Urography findings for renal infarction vary according to the severity. Small infarcts often present with normal urograms. With more severe lesions, there can be an absence of contrast material in the ischemic renal parenchyma with local failure of calyceal filling of the affected tissue during the pyelographic phase. Renal infarction may also result in vasospasm which presents as complete nonvisualization of the kidney [21]. On US, acute renal infarcts may be non-specific in appearance, with heterogeneity of the parenchyma. Chronic infarcts may be wedge shaped and hypoechoic with cortical scarring [22]. On CT, renal infarcts appear as low attenuation, wedge shaped areas in the cortex (Fig. 5a, b). Sometimes the “rim sign” is present, which is a higher-attenuation subcapsular rim surrounding lower-attenuation infarcted renal parenchyma representing subcapsular perfusion through collateral flow [23, 24]. However, as the “rim sign” is a universal and highly specific indicator of renovascular compromise, it can also be present in acute tubular necrosis and renal vein thrombosis.
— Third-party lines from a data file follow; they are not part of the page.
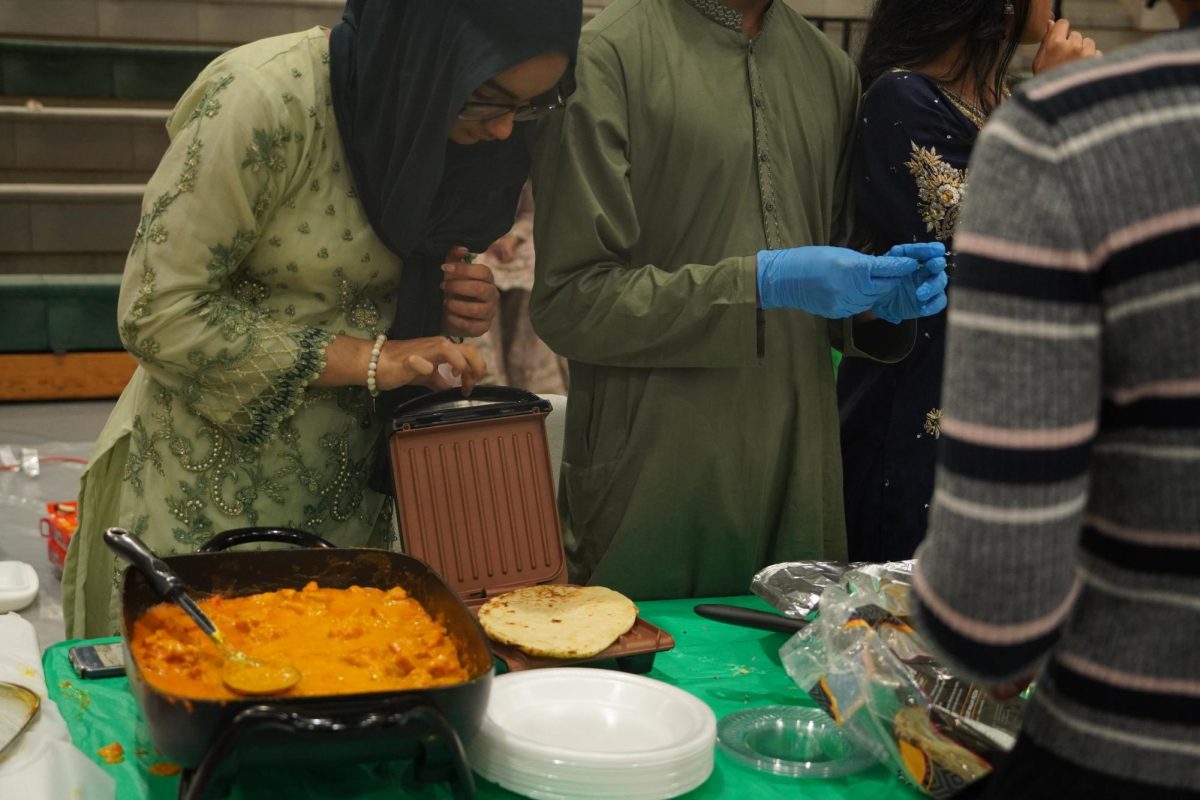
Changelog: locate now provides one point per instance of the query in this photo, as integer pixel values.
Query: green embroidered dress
(252, 252)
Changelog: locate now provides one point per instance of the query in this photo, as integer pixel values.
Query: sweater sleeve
(996, 576)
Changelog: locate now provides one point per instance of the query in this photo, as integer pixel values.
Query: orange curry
(342, 641)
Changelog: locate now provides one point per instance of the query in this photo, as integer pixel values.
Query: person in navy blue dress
(934, 71)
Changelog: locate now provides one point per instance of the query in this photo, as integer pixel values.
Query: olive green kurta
(251, 254)
(701, 444)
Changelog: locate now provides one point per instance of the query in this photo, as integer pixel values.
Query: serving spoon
(244, 674)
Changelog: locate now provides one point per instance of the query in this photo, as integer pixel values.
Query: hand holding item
(471, 295)
(921, 294)
(417, 361)
(831, 282)
(1062, 46)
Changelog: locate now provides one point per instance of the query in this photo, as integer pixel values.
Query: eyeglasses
(481, 112)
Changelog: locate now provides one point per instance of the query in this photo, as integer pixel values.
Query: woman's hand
(471, 296)
(417, 361)
(504, 248)
(1062, 46)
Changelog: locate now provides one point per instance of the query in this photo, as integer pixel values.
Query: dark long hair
(907, 34)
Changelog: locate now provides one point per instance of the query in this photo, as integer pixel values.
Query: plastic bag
(795, 587)
(871, 672)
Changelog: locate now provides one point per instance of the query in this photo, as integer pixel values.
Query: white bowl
(593, 733)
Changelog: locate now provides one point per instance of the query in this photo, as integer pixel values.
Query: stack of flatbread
(558, 621)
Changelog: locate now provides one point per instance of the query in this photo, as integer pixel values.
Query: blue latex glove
(831, 282)
(921, 294)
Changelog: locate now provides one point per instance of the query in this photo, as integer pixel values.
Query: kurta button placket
(766, 187)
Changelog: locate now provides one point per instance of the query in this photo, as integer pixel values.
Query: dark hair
(910, 32)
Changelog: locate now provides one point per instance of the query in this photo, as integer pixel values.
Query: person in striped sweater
(1065, 533)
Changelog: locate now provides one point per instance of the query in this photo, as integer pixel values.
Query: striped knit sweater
(1065, 535)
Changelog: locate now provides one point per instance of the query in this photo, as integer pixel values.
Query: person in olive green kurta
(257, 286)
(702, 432)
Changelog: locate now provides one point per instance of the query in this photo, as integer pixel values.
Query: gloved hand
(921, 294)
(831, 282)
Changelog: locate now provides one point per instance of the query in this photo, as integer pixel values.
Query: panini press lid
(490, 521)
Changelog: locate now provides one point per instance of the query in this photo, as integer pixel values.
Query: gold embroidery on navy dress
(934, 422)
(940, 190)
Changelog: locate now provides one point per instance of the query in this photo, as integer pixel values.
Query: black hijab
(401, 71)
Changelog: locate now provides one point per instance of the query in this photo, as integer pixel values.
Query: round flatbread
(558, 621)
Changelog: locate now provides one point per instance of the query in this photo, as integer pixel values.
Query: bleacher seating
(85, 86)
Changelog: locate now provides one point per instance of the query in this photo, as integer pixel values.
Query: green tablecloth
(727, 667)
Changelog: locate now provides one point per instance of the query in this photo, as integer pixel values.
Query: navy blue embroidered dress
(913, 144)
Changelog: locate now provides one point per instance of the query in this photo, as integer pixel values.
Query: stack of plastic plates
(593, 733)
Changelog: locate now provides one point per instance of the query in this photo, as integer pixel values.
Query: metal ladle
(241, 673)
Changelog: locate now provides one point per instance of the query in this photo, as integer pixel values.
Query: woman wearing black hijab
(313, 187)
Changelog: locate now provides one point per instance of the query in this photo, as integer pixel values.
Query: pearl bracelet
(373, 365)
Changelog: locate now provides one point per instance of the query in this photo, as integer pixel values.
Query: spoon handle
(135, 551)
(161, 577)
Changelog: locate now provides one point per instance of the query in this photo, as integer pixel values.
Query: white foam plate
(574, 733)
(18, 585)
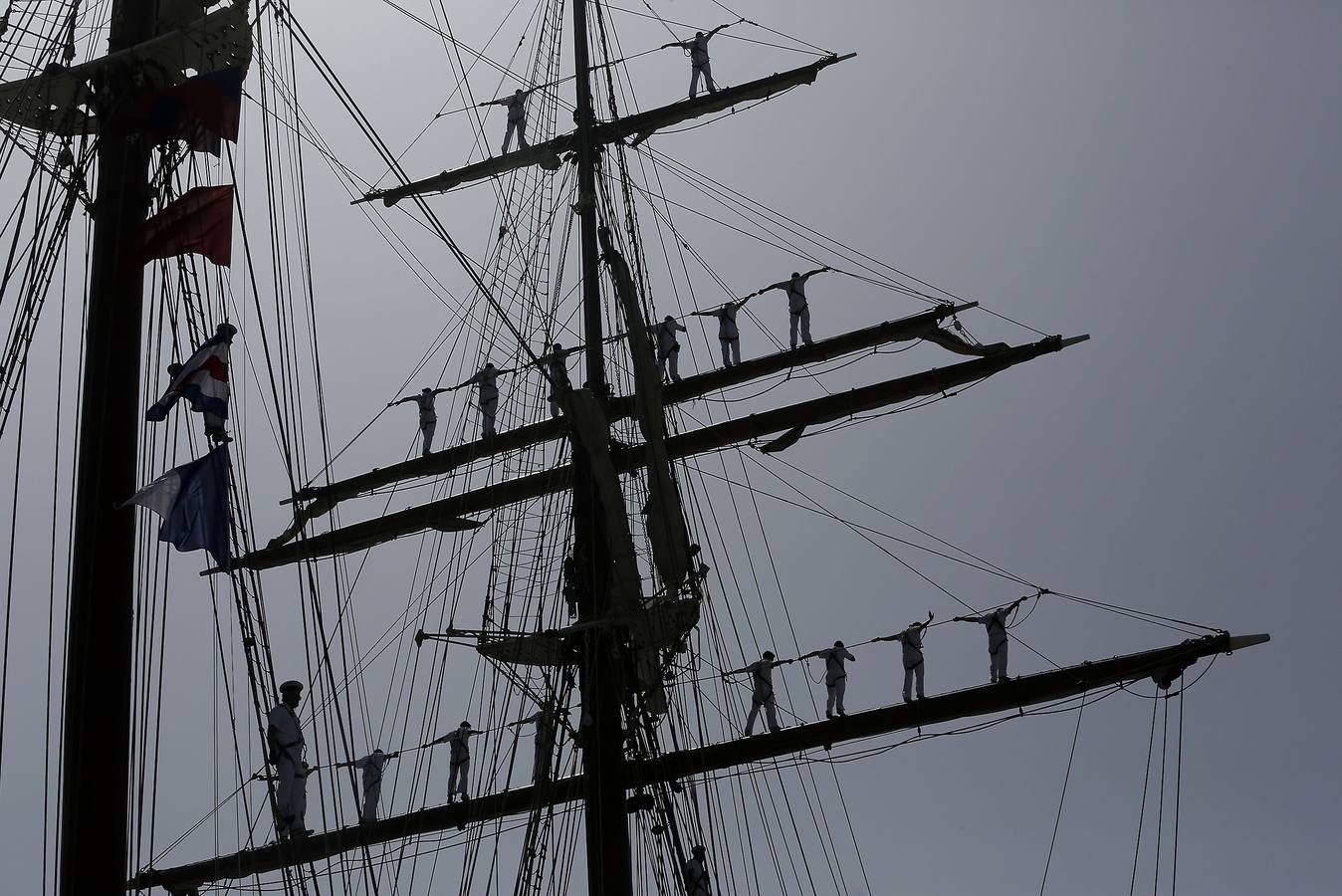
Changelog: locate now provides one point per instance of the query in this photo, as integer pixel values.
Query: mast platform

Hydronephrosis similarly is characterized by a “rim sign”; however, this rim sign can be distinguished from that of vascular compromise by its variable thickness, medial concavity, and location surrounding the dilated calices in communication with the central pelvis [25].

On urography, acute tubular necrosis appears as renal enlargement with prolonged opacification of the renal parenchyma and an increase in density of the pyramids [31]. On sonography, ATN presents as increased cortical echogenicity [32]. Inadequacy of perfusion can also be detected as abnormal Doppler velocity waveforms [33]. On CT imaging, ATN presents with contrast retention in the parenchyma (Fig. 6a, b). The “rim sign” can also be used to characterize ATN and is a valuable factor distinguishing infarction from pyelonephritis [25].

Radiologic findings of chemotherapy-induced cystitis are nonspecific and cannot be distinguished from other causes of cystitis. On intravenous urography and cystography, the bladder may be small with thickened walls. Rarely, calcifications can be present within the wall [36]. On CT imaging, acute chemotherapy-induced cystitis may present with diffuse or focal irregular bladder wall thickening, decreased bladder volume and perivesical fat, and oedema. Increased contrast enhancement of the bladder wall is not usually present [36]. On MRI, there is high T2 signal intensity within the bladder wall, which is suggestive of inflammation [37]. Increased signal intensity of the mucosa may also be seen on T1-weighted images and is likely attributable to mucosal haemorrhage [36].

Excretory urograms can be normal in hemorrhagic cystitis [38]. US is a useful technique in evaluation of hemorrhagic cystitis as power Doppler allows estimations of the hypervascularity, and thus the severity of the condition [44]. Hemorrhagic cystitis appears as bladder wall thickening on CT (Fig. 7a, b) [45]. However, as the imaging characteristics are not specific, they need to be correlated clinically with hematuria, which is the most common presenting symptom.